В самом конце ноября Наполеон III, не очень довольный инкерманской «полупобедой», раздраженный колебаниями Австрии, стал очень часто осведомляться у своего военного министра о том, что намерен предпринять Канробер в Крыму. Во французском лагере зашевелились. В Севастополе это сейчас же заметили, и князь Васильчиков очень встревожился:
«Ничего хорошего быть не может. Вот наше положение: неприятель стоит сосредоточенным на… плоскости между Балаклавой, инкерманскими развалинами и херсонесским маяком. Цель его, конечно, Севастополь; туда обращено все его внимание. От Балаклавы мимо селения Кадыкиой, вдоль по Сапун-горе, к Черной речке у него выведены укрепления большой профили на весьма выгодных местах, которые обеспечивают его от всякого с нашей стороны наступления». А главное: после Инкерманского боя неприятель так укрепил эти занятые им высоты батареями и редутами, что новая попытка отнять их у врага русским штаб-офицерам казалась уже просто невозможной, —
«если бы Данненберг вздумал [вести] войска еще раз на убой»
[886]. Солдаты и моряки,
«все недобитки несчастных моряков», стоя в холодной грязи весь ноябрь, ждали со дня на день штурма. Были признаки, что Канробер готовит новую бомбардировку и приступ. Дезертиры подтверждали эти слухи.

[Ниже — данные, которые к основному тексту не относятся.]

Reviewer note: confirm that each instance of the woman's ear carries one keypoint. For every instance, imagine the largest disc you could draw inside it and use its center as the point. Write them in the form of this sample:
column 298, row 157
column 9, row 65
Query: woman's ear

«Наши дела скверны; нам нужны войска, и мне кажется, что лучше потерять Бессарабию, чем Севастополь с Черноморским флотом, что неминуемо произойдет, если не дадут двух дивизий», — так пессимистично продолжал писать из Севастополя князь Васильчиков своему приятелю полковнику (потом генералу) Менькову, состоявшему в Дунайской армии при Горчакове
[887]. Понимающие положение и другие военные люди вполне разделяли пессимизм Васильчикова:
«Помогите. Пока дело шло об осаде, я уверен был, что кончится благополучно. Но теперь настает новый период войны. Не справимся с врагом». Ноябрь прошел сравнительно тихо, но с начала декабря бомбардировки не прерывались. Что делать? В штыковом бою русские ничуть не уступали врагу. Но ружья у наших войск никуда не годились сравнительно с усовершенствованными штуцерами неприятеля. У русских штуцера были лишь в виде исключения, и счастливцам, их получившим, «штуцерникам», завидовали остальные солдаты.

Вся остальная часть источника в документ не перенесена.